This year saw a rare astronomical spectacle: the so-called planetary alignment. For a week, at least five of the solar system were observed hours before sunrise: Mercury, Venus, Mars, Jupiter and Saturn. In May, four of them were seen.
(Read: Why, despite their similarities, do Uranus and Neptune have different blues?)
The intriguing thing that has predictably millions of people around the world is that in the early hours of June 24, a new hero will appear in the lineup. It concerns the Moon, which lies between Venus and Mars, as detailed by the National Astronomical Observatory of El País newspaper.

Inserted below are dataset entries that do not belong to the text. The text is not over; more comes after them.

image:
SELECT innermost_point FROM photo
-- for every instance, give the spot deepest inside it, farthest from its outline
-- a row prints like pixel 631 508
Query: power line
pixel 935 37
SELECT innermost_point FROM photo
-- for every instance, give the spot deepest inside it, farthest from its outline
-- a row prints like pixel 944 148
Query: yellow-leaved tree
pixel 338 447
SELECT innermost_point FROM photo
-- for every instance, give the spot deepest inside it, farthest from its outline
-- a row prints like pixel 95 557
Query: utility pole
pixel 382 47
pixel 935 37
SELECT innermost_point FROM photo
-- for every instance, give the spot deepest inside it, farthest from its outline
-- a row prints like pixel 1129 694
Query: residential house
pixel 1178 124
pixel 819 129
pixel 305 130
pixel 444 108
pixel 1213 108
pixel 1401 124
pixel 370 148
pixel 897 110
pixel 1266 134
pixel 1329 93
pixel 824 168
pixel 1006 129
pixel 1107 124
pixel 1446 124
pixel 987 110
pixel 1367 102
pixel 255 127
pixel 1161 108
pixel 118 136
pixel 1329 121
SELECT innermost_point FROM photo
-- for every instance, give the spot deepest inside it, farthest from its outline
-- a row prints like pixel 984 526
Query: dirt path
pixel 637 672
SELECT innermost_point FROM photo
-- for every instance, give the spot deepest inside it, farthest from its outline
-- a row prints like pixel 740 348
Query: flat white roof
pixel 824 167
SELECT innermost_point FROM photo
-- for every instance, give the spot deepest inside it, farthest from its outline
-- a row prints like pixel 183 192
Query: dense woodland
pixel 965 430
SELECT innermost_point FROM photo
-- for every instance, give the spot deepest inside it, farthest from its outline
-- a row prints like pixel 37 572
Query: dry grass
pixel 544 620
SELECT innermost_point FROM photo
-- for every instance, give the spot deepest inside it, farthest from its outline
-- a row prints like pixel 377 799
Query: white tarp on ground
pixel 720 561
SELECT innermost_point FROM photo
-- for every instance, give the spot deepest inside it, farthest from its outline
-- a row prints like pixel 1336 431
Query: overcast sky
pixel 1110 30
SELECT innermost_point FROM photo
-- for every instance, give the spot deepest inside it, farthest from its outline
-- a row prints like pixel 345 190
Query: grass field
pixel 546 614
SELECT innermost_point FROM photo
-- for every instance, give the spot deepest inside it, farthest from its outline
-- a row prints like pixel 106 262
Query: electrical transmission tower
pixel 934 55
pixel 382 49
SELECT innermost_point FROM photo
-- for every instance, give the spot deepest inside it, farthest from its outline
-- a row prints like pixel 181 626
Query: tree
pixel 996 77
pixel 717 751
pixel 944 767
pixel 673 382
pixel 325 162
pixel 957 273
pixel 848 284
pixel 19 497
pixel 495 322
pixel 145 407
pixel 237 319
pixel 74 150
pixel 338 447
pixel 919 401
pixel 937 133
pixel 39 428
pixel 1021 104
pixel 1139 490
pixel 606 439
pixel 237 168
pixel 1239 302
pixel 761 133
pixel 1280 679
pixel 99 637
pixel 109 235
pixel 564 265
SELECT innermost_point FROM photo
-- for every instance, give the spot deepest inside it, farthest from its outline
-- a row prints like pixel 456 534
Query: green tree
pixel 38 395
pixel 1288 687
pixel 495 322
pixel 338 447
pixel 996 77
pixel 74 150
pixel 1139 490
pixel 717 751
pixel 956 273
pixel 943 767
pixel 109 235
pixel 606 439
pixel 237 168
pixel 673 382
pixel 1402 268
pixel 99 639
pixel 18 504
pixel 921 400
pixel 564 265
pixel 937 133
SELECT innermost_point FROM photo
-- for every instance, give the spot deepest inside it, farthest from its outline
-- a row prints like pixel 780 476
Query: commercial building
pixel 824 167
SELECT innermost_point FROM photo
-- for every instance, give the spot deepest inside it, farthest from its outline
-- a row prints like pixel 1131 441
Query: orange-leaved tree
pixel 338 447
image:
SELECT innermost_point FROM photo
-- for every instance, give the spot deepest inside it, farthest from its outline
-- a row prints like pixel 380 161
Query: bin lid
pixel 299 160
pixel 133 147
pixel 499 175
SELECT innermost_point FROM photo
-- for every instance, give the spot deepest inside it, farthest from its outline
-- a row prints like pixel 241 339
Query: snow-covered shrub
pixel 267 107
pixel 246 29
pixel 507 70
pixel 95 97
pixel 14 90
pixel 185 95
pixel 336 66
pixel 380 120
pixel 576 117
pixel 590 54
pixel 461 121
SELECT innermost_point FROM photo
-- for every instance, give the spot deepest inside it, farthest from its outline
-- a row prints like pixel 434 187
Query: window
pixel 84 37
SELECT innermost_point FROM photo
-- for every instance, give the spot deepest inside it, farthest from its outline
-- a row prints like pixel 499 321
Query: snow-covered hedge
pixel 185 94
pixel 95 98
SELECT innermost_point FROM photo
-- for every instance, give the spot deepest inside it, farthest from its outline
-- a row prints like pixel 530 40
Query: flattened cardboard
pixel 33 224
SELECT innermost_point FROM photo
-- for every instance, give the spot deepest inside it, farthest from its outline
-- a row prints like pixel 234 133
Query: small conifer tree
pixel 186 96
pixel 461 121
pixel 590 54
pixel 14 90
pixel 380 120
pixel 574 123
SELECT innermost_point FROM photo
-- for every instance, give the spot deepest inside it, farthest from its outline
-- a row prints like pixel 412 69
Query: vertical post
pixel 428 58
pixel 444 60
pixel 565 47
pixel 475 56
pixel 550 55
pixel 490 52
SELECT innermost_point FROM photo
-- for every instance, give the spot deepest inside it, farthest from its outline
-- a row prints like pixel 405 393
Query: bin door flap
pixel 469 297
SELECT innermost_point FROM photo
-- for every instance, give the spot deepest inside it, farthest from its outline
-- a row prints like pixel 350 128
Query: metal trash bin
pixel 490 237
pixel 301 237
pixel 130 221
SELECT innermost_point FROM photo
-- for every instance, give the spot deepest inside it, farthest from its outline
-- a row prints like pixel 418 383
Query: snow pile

This alignment has not occurred since December 2004. NASA has calculated that this will not happen again until September 2040.
How do you see it? The lineup can be seen under clear skies and in different cities and towns it can be seen. The important thing is to fix a place where you can see the eastern and southern horizons without buildings or obstacles.
(Also: Mercury: Why doesn’t it have satellites like other planets?)
About an hour before sunrise on June 24, you’ll be able to see it when Mercury rises above the horizon. Scientists said the best time would be between 3:39 am and 4:43 am.
According to the magazine ScienceFocusSaturn will be the first planets to appear, rising above the horizon just before midnight. The rings will slip, and the northern hemisphere will tilt toward the Earth. It will be Jupiter then, around 1:07 a.m. on June 24, and it will shine brightly.
After that, Mars will appear at 1:37 am and will be recognized as orange. It will be the penultimate Venus leaving at 3:03 a.m., making it the brightest in the lineup. Finally, Mercury will appear at 3:39 AM and will appear on the horizon for just over an hour.